On Jordan’s stormy banks I stand and cast a wistful eye Toward Canaan’s fair and happy land where my possessions lie. I’m bound for the Promised Land, I’m bound for the Promised Land. Oh! who will come and go with me, I’m bound for the Promised Land.

The hills gave back the echo of their song.

It was a day of rejoicing.

As for Uncle Dyke Garrett he continued to journey up and down the broad valley and through the hills, preaching the Gospel of repentance, forgiveness, salvation. Above all he told of the baptism of Captain Anderson and his six boys.

From the very first Dyke Garrett was more than a preacher.

Along lonely creeks into quiet hollows he went to pray at the bedside of the dying, to comfort the bereft, to rejoice with the penitent. In the early days he was the only visitor beyond the family’s own blood kin, so remote were the homes of the settlers one from the other. Like a breath from the outside world were Uncle Dyke’s words of cheer, while to him they in the lonely cabins were indeed voices crying out in the wilderness. Nor did flood nor storm, his own discomfort and hardship deter him. Winter and summer, through storm and wind, he rode bearing the good tidings to the people of the West Virginia ruggeds.

And now here he sat this autumn day in 1937, alert and happy for all his ninety-six years.
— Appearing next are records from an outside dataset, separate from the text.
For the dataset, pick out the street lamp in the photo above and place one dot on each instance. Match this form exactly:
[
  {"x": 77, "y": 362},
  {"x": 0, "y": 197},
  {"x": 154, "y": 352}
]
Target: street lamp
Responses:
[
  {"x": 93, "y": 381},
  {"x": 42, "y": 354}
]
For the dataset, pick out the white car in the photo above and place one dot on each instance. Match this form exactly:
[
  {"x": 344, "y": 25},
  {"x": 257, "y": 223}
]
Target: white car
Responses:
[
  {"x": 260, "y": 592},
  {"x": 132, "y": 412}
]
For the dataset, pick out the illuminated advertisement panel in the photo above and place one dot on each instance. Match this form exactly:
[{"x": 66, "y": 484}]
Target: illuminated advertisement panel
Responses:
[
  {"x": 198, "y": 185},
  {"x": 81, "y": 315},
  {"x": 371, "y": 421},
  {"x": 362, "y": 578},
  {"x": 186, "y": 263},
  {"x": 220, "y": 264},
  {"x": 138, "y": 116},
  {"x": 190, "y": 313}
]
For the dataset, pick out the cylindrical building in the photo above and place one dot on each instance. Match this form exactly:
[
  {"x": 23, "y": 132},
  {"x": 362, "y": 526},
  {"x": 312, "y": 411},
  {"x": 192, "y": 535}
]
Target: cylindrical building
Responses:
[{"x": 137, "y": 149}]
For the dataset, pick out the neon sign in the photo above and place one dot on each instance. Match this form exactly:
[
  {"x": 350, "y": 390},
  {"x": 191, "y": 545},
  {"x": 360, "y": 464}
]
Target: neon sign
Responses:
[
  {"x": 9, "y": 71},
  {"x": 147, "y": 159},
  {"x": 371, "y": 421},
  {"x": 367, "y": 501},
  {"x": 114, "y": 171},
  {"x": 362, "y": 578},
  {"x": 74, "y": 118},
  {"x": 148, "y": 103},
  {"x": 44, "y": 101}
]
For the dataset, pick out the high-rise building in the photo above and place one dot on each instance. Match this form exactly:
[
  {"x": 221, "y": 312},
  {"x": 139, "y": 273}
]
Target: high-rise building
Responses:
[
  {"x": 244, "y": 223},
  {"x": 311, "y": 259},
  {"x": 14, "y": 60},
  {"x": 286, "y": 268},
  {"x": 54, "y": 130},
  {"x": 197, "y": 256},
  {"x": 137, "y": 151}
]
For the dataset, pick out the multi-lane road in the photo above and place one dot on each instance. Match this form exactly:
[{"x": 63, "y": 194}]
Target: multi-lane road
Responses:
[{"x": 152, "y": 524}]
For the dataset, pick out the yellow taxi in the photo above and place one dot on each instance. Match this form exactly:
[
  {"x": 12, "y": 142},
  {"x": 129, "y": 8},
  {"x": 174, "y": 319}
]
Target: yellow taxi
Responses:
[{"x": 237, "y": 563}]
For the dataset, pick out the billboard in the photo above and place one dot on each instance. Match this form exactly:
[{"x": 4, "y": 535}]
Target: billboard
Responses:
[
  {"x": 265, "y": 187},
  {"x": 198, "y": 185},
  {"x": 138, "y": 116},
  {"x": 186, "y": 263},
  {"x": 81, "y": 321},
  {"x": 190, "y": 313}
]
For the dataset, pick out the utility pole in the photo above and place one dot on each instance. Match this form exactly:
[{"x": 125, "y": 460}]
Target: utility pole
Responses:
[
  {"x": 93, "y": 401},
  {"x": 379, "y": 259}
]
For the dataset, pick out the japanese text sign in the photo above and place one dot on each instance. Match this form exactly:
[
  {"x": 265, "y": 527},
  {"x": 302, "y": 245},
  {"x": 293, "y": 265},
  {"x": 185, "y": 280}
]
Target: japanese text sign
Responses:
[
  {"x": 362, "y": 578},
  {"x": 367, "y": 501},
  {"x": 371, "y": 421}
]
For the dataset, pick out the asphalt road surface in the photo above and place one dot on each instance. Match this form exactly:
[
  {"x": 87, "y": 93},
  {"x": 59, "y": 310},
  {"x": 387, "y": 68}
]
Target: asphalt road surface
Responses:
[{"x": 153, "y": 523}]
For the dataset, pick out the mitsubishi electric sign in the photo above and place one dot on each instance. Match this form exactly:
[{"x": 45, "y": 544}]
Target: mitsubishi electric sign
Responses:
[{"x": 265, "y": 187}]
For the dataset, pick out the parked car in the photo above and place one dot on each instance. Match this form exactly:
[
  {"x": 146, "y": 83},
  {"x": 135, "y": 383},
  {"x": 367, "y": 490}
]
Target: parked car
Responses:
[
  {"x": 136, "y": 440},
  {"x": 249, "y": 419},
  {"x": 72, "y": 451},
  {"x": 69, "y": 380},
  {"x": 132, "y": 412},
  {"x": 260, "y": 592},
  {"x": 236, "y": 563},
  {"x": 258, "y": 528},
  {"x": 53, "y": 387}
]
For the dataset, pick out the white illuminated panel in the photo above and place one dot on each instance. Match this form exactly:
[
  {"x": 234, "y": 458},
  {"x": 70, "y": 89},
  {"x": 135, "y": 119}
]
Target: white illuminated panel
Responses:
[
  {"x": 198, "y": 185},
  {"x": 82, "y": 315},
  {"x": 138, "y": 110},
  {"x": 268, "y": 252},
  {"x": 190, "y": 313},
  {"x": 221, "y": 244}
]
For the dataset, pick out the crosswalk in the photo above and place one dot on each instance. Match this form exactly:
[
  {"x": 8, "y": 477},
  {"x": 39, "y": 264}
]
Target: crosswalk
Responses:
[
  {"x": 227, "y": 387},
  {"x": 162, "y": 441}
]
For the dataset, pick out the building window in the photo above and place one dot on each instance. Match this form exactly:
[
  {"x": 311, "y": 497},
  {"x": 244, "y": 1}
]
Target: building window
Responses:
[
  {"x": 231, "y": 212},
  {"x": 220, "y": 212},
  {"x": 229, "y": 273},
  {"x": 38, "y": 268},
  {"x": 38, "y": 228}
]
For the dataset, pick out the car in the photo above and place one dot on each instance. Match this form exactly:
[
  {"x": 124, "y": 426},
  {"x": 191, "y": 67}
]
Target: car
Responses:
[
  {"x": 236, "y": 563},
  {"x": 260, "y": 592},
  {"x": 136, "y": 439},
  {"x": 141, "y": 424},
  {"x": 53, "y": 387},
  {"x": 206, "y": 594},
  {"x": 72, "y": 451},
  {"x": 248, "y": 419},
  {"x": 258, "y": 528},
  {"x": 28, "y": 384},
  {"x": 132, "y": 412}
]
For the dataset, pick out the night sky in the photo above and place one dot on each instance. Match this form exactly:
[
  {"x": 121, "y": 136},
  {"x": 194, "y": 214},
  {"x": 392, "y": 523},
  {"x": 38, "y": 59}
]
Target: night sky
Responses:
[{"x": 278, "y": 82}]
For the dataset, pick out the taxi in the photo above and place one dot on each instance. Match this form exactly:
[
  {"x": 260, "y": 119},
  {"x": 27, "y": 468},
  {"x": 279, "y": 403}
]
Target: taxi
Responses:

Bless you, he even talked of fighting!

“If anyone jumped on these United States without a good cause,” he declared vehemently, “I’d fight for my country—” Uncle Dyke didn’t quibble his words. “That is to say if Uncle Sam would take me. Me and my sword!” Again he faltered, adding reflectively, “But after all the Bible is the better weapon. With it I can conquer all things.”

Slowly he arose from his chair and Aunt Sallie and I did likewise.